With time running down before the 2022 cycle gets fully underway, Trump has to be frustrated with the potentially strong challengers to Kemp who have failed to take up his offer of support He was promoting former congressman Doug Collins as a Kemp-beater back in December. But Collins, reportedly exhausted from his unsuccessful 2020 Senate race (he finished third in the special election field to finish Johnny Isakson’s term, behind Loeffler and the eventual winner Raphael Warnock), chose to announce he wouldn’t be running for any office in 2022.
Now CNN reports another misfire by Trump in Georgia:
In early May at Mar-a-Lago, Trump met with Georgia state Sen. Burt Jones and Jones’ father, a wealthy pro-Trump donor, and said he wanted the younger Jones to run for governor against Brian Kemp in the Republican primary. With the former President’s backing, Jones could knock off the first-term governor, one of Trump’s top political targets.
But by the end of the meeting, Jones made it known to Trump he was unsure about taking on Kemp and that he preferred to run for lieutenant governor, according to four people familiar with the meeting.
Jones’s logic is impeccable. He would instantly be the front-runner for the open Republican lieutenant-governor nomination (incumbent Geoff Duncan, another GOP elected official who refused to accept Trump’s 2020 big lie, isn’t even bothering to run for reelection), and then, assuming he won the general election, would be in the catbird seat for 2026, when Kemp, if he survives, would be term-limited.

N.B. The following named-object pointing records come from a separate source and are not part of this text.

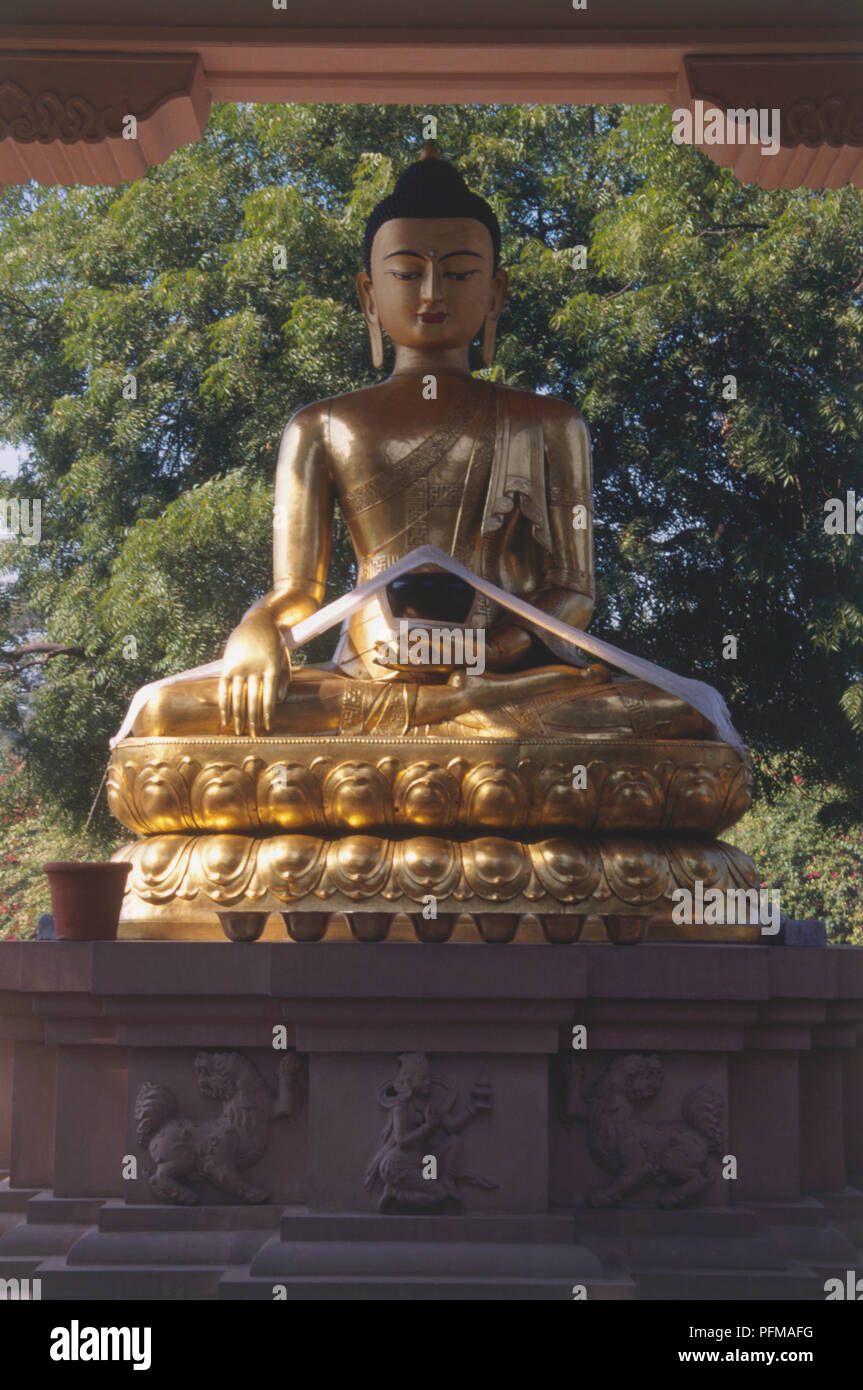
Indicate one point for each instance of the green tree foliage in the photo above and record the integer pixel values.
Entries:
(806, 836)
(223, 282)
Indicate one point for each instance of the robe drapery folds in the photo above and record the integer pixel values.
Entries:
(513, 514)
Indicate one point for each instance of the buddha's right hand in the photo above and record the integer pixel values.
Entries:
(256, 669)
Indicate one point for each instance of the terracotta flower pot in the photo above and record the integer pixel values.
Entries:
(86, 898)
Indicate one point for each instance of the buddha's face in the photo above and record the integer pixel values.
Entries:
(432, 282)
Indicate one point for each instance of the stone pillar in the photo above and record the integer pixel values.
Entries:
(32, 1139)
(822, 1134)
(852, 1109)
(765, 1126)
(7, 1057)
(89, 1139)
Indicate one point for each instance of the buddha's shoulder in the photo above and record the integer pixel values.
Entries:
(551, 409)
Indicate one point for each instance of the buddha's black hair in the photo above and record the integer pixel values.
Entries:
(431, 188)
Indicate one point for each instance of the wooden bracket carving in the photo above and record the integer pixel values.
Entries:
(66, 117)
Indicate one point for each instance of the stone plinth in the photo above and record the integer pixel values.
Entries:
(424, 1125)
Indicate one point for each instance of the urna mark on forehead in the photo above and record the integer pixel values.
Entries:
(438, 239)
(432, 191)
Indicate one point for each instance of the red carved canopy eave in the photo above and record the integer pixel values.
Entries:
(61, 113)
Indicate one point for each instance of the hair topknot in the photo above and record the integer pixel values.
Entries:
(431, 188)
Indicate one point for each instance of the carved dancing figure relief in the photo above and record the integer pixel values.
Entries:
(420, 1164)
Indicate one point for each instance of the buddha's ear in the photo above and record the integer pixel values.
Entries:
(370, 313)
(496, 302)
(498, 289)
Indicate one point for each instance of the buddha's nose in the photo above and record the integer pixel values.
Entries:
(432, 284)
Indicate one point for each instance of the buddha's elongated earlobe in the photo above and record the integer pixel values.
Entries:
(375, 341)
(489, 332)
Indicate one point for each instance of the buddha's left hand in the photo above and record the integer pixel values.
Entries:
(255, 667)
(506, 645)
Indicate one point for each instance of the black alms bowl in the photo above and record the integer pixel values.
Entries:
(434, 597)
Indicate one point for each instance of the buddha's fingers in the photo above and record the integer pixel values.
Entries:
(268, 699)
(253, 694)
(224, 701)
(238, 701)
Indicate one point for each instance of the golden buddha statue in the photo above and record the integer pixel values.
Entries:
(261, 786)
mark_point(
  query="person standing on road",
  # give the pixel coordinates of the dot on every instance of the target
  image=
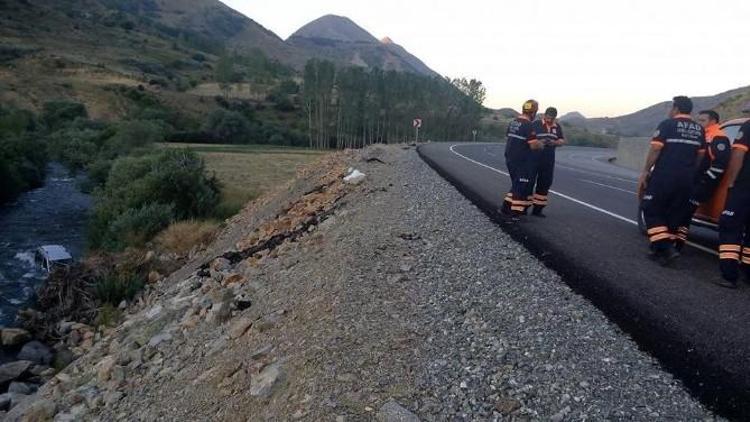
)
(550, 135)
(677, 147)
(734, 239)
(710, 172)
(521, 141)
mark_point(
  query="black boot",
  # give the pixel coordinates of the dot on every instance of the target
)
(505, 208)
(668, 256)
(727, 284)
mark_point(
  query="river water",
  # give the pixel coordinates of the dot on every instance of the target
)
(57, 214)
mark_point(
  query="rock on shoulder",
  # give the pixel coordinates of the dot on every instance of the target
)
(394, 412)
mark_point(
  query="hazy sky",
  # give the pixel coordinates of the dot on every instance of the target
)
(597, 57)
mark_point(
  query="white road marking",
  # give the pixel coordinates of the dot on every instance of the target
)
(578, 201)
(607, 186)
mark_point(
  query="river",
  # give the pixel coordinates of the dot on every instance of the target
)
(56, 213)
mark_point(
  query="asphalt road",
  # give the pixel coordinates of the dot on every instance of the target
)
(697, 330)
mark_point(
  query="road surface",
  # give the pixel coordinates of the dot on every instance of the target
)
(699, 331)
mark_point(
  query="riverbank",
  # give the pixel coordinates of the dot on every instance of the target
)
(391, 298)
(55, 213)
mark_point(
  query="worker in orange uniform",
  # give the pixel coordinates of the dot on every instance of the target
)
(521, 141)
(677, 147)
(710, 172)
(734, 238)
(550, 135)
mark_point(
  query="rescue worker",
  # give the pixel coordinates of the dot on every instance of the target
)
(521, 141)
(678, 145)
(550, 135)
(710, 172)
(733, 223)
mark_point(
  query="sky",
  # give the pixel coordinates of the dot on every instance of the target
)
(600, 58)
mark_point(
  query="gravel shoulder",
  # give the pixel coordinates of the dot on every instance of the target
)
(395, 299)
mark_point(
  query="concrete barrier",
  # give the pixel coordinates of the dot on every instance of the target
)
(631, 152)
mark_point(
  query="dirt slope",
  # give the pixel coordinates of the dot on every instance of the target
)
(394, 299)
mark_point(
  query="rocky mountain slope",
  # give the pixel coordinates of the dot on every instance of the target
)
(339, 39)
(643, 122)
(334, 301)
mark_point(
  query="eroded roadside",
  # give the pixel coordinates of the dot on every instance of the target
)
(394, 297)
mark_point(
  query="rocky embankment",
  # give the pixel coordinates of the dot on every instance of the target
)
(391, 299)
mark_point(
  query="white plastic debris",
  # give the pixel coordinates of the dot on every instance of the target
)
(355, 177)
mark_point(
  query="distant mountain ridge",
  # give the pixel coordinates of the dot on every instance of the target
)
(339, 39)
(643, 122)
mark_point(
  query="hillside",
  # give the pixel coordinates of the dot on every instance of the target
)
(95, 51)
(340, 40)
(326, 301)
(643, 122)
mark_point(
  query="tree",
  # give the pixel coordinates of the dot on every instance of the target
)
(352, 107)
(223, 73)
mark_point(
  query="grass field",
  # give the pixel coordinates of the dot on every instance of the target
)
(247, 171)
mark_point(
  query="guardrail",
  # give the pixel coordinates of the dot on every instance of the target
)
(631, 152)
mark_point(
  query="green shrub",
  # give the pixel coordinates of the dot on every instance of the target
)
(228, 126)
(142, 195)
(114, 288)
(135, 226)
(23, 161)
(57, 114)
(15, 121)
(74, 147)
(132, 135)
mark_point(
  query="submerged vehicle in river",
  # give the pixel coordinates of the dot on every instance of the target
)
(50, 257)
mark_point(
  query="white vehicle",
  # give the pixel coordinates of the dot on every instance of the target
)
(51, 256)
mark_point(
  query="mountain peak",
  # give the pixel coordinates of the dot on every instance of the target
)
(334, 27)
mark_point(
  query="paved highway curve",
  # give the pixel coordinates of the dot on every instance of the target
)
(698, 331)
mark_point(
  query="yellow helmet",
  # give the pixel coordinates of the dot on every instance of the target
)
(530, 107)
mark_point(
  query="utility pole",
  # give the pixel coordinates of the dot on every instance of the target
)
(417, 123)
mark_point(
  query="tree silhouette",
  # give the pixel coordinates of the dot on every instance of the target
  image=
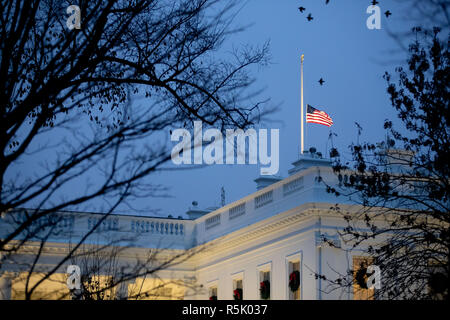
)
(88, 109)
(403, 183)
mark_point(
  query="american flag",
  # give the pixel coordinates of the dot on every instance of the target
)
(316, 116)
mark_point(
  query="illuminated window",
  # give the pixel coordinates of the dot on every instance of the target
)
(213, 293)
(294, 280)
(238, 291)
(264, 284)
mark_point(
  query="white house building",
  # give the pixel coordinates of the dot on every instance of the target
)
(287, 225)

And even with Trump’s backing, taking on an incumbent governor in a primary would be tough sledding at best. But what does Donald Trump care about Jones’s long-term career strategy? He wants Brian Kemp punished now.
Nor are Trump’s 2022 stumbles in Georgia limited to the governorship. He very publicly encouraged University of Georgia football legend Herschel Walker (a friend of Trump’s dating back to Walker’s days playing for a pro football franchise owned by the mogul) to run against Raphael Warnock when the Democrat pursues a full Senate term next year. Trump’s move all but froze the field as other Republicans waited to see what “Herschel,” as he is universally known in Georgia, would do. But Walker, who currently lives in Texas, is taking his time as Warnock happily raises money, and Republicans could have to scramble for a candidate if the former Heisman Trophy winner ultimately gives the race a pass.
For all his power within the GOP, Trump does not have a perfect record as a kingmaker. In deep-red and very Trump-y Alabama in 2017 in the special election created when Jeff Sessions (briefly) became attorney general, the president endorsed the appointed senator Luther Strange in the GOP primary and a runoff, and then endorsed the wild man who beat Strange, Judge Roy Moore, in the general election. He went zero-for-three.
As for Kemp, even if he outfoxes Trump and avoids a serious primary challenge, he will still have a tough general election ahead of him, probably against the woman he barely defeated (after purging quite a few of her voters from the rolls), Stacey Abrams. All the steps he takes, moreover, to convince MAGA voters that he is as savagely reactionary as ever will probably eliminate any credit swing voters might otherwise give him for independence from Trump. But I’m sure Kemp is living one day at a time politically, and so far he’s surviving.